In certi punti si sentirebbe la necessità di un maggiore approfondimento storico, soprattutto quando vengono descritte le tappe della caccia al tesoro disseminate per New York, sebbene le descrizioni fornite siano puntuali e mai pedanti, come accade in molte altre opere.
Per concludere, non certo un capolavoro, ma sicuramente un libro onesto e ben scritto, raramente noioso e capace di tenere avvinti i lettori, proprio grazie all’impianto narrativo basato sulla ricerca per livelli successivi.
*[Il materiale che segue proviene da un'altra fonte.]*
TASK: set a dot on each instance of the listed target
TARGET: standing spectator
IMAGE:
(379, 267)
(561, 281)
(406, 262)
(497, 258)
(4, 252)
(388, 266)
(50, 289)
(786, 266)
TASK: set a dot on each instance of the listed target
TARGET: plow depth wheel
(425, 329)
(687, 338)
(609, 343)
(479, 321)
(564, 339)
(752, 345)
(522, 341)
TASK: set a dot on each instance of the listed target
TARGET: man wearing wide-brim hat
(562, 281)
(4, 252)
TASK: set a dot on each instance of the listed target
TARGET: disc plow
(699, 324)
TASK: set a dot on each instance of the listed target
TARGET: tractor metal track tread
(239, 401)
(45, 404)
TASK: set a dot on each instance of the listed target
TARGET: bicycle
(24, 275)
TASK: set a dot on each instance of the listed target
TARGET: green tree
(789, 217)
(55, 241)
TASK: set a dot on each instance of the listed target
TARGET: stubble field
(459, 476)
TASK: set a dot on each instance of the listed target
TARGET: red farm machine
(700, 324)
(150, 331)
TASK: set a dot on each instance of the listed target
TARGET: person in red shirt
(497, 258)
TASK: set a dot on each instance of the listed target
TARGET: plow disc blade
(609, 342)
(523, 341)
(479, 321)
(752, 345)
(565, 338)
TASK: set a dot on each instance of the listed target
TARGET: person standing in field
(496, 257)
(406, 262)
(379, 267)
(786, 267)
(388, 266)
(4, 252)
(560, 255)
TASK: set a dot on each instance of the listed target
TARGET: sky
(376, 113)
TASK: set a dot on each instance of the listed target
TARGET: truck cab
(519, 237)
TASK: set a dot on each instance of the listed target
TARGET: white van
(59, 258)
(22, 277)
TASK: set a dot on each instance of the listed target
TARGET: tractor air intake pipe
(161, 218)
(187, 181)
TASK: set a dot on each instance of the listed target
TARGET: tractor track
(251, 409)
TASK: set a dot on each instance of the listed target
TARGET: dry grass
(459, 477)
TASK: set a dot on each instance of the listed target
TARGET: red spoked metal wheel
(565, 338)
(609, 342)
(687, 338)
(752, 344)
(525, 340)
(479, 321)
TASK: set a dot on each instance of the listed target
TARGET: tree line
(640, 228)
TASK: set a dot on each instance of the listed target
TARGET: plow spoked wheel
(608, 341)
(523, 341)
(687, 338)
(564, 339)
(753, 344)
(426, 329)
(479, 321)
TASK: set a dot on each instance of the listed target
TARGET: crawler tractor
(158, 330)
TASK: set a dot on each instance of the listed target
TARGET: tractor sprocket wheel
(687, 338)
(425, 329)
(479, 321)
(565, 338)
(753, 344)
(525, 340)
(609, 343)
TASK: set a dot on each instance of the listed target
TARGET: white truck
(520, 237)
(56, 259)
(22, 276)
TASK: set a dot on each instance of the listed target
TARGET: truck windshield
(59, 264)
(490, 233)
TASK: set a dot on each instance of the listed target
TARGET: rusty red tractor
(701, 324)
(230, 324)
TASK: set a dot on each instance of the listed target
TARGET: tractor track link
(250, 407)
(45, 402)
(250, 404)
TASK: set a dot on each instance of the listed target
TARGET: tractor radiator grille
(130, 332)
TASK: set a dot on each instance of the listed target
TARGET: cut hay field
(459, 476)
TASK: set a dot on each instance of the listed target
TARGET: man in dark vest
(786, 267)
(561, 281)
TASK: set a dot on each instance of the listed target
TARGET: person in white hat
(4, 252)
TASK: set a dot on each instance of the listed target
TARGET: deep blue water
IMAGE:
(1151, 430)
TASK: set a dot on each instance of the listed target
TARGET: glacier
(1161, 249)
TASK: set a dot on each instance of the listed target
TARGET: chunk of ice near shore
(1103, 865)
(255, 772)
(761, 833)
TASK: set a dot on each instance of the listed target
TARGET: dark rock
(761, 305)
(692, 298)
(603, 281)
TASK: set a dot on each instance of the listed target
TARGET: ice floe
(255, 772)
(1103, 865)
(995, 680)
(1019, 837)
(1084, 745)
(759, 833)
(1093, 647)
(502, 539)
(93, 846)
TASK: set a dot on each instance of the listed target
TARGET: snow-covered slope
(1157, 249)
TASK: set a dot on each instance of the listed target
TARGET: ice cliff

Ultima riflessione: Kot avrebbe reso qualcosa in più se la soluzione degli indovinelli avesse maggiormente coinvolto il lettore, una specie di sfida alla Ellery Queen, ma questo vuol dire essere troppo esigenti.
1 commenti
Aggiungi un commentoComplimenti per la recensione! E' veramente molto accurata ed obbiettiva. Ho finito il libro ieri e mi sono divertita molto. E' perfetto per l'estate degli appassionati di fantasy perchè, certamente, c'è del fantasy ma l'autore strizza l'occhio (forse non solo uno ma tutti e due!) al thriller medievale di nota memoria (il nome della rosa docet) che si legge bene sotto l'ombrellone..... Certo non voglio paragonare Abalòs a Eco ma, alla fine, se ci si diverte a leggere, è poi così importante? Maurizio ha ragione a dire che gli enigmi avrebbero potuto essere costruiti un pò meglio (non sono neppure in rima!) io posso aggiungere che il finale "aperto" è un pò ingenuo ma, nel complesso direi che è un libro molto più godibile di Grimpow (che non mi aveva entusiasmato). Nel lutto più profondo per il rinvio a gennaio dell'uscita del terzo libro della saga di Locke Lamora, mi accingo a cercare qualcos'altro di degno da leggere durante le vacanza. I consigli sono ben accetti.